Other useful automation functions
Instead of trying to keep an expensive data modeling tool in sync, you can eliminate a lot of waste by generating your data models using your batch repository’s metadata and Graphviz. You can create functions that generate your normalized temporal data model and your flat data model.
It is also good practice to wrap your different data movement functions so they are done the same way with the same options every time. For example, adding functions to read and write data from S3, HDFS, local drives, databases, etc. It is also useful to add functions for the most common parsing tasks. For example, unzipping, parsing/flattening JSON, etc.

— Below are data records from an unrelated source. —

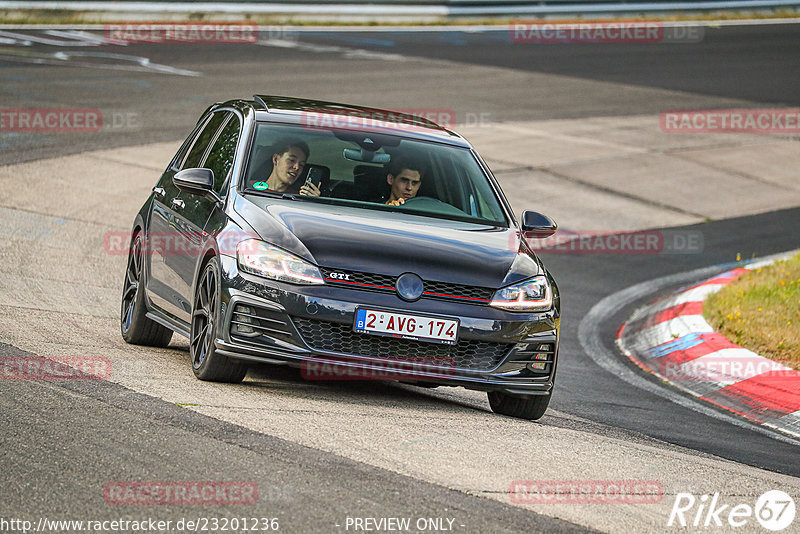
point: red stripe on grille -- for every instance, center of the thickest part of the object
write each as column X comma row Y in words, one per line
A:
column 357, row 283
column 454, row 296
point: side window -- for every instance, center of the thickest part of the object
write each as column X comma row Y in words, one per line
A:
column 223, row 151
column 195, row 155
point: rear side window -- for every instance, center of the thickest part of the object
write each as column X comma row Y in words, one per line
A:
column 195, row 155
column 223, row 151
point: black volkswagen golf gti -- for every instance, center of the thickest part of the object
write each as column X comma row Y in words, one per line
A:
column 350, row 242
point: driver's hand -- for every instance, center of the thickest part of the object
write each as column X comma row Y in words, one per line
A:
column 310, row 190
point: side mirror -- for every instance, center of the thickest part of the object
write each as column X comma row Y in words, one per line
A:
column 536, row 225
column 197, row 181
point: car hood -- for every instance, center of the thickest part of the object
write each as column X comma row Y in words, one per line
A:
column 391, row 243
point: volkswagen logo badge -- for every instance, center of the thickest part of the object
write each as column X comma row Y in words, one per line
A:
column 409, row 287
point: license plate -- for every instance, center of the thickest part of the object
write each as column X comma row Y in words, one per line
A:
column 406, row 326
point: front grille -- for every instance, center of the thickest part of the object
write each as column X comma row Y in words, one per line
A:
column 384, row 283
column 335, row 337
column 256, row 323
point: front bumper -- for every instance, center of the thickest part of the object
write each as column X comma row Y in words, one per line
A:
column 311, row 327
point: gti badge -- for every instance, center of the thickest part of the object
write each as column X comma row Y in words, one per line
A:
column 409, row 287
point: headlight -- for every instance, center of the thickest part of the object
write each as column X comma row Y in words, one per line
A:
column 533, row 295
column 259, row 258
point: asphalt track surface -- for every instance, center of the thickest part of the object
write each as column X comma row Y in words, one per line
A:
column 66, row 437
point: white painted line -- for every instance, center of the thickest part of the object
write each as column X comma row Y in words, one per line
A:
column 349, row 53
column 480, row 28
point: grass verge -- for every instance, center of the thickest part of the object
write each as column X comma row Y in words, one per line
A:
column 761, row 311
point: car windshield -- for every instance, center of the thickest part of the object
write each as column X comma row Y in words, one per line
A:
column 372, row 170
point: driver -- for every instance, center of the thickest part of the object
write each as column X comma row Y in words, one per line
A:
column 288, row 161
column 404, row 178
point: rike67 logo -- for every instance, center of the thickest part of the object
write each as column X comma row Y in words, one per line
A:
column 773, row 510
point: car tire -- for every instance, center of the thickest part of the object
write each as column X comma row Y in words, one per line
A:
column 207, row 363
column 530, row 407
column 136, row 327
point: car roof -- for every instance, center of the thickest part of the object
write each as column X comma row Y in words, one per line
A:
column 332, row 114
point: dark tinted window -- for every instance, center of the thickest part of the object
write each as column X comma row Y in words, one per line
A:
column 223, row 151
column 195, row 155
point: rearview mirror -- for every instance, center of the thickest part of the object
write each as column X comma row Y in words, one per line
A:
column 536, row 225
column 366, row 156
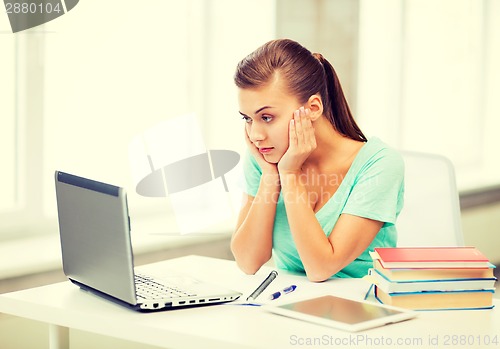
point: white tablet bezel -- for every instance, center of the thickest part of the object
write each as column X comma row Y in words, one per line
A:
column 403, row 314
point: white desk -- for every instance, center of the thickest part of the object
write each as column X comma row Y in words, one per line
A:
column 64, row 306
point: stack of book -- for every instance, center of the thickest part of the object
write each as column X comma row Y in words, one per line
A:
column 433, row 278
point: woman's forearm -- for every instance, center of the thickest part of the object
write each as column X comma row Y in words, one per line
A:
column 252, row 242
column 315, row 249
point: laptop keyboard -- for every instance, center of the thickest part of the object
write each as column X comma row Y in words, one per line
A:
column 147, row 288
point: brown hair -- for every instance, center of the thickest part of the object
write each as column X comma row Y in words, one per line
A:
column 305, row 74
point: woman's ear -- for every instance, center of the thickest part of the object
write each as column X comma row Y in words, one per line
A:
column 315, row 104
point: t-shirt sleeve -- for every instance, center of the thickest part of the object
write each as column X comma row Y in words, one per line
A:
column 252, row 173
column 377, row 191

Testing and Specifications
It helps a lot when you are describing the transformations with examples (specification by example). The business will expect to be able to revise and tune business rules over time, and you cannot ask them to look at your code. But keeping examples up to date is difficult while the development is going on and features are added with agility and speed. Trying to maintain a source-to-target mapping spreadsheet is also very difficult. What if you could do test-driven development on your data processes? This is possible. You describe complex business rules with real-life examples using gherkin (given, when, then), and code your transformations as functions that support testing. I built a dataframe testing function that, after setting up your test data (Given), compares an expected output (Then) of a transformation function to the actual output (When). In my case, those automated tests are in a jupyter notebook that can be published as an HTML document that then becomes your living documentation. No need to keep it in sync, it really exists and is directly executable by your code. The tests become executable specifications.

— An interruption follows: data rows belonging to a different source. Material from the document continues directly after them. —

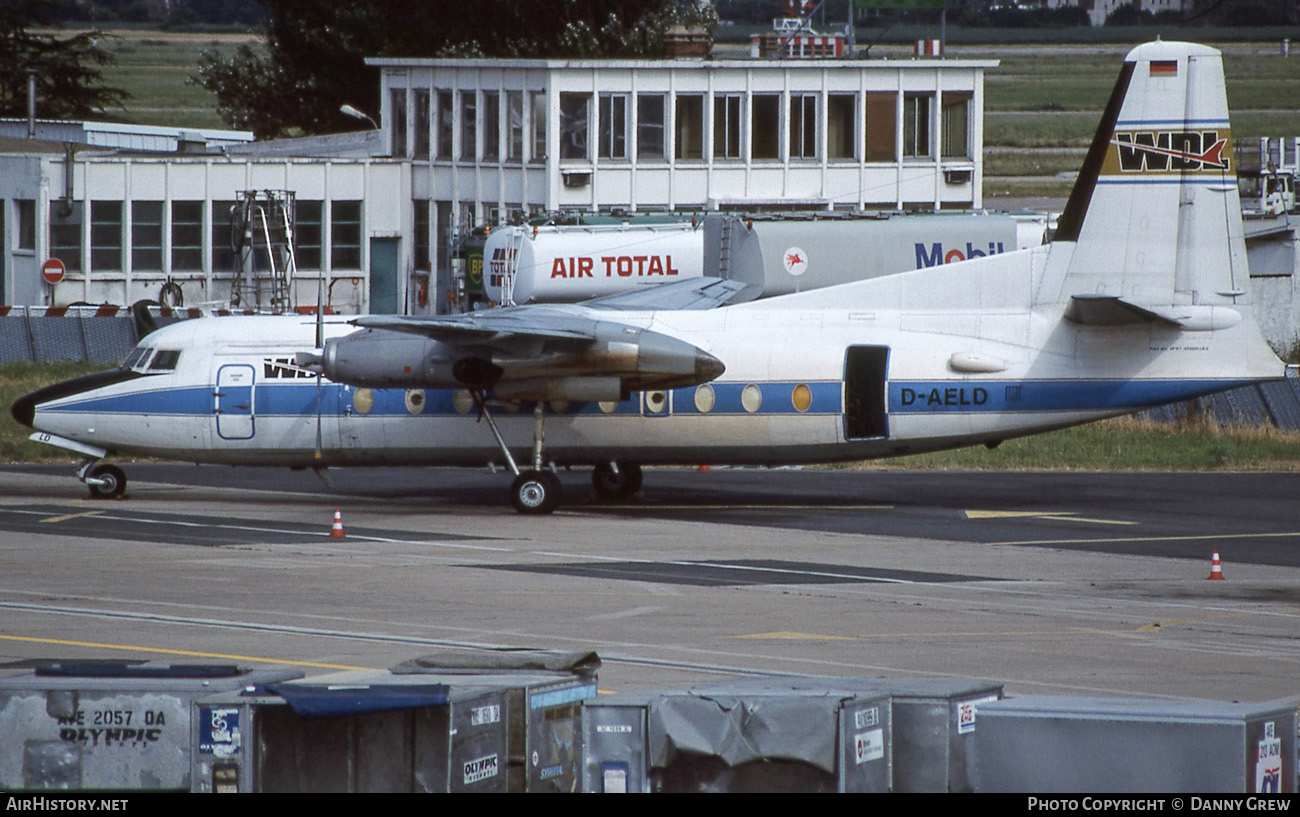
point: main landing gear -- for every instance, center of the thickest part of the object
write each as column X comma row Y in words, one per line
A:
column 537, row 489
column 533, row 491
column 103, row 480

So, where is the data warehouse?
As you can see, this architecture reads the raw data and computes the final serving tables. There is no concept of a physical data warehouse or intermediate data store where the transformed data is integrated and kept permanently. Before the advances in distributed and in-memory processing, the data warehouse mostly existed to support incremental processing and was required until recently. Now, we have the possibility to process large amounts of data in a fast and easier way, without using incremental techniques. Of course, we still need to do data integration. When integrating disparate attributes coming from multiple sources you may have to use a data structure that looks like a data warehouse … but this structure will be temporary, existing just while the batch processing runs. Also, if you don’t have access to a programming tool that supports missing value filling, you may have to create some temporary fact-based structure (one attribute per table) to support complex data integration scenarios.
So in conclusion, the data warehousing practices are still useful (data vault, anchor, fact-based, etc) but they are getting integrated in the processing code itself instead of having a life of their own outside the code. Much the same thing happens to dimensional modeling. It is still a very good way to present the data to the business but it has now become more of a presentation model than a physical data warehouse model.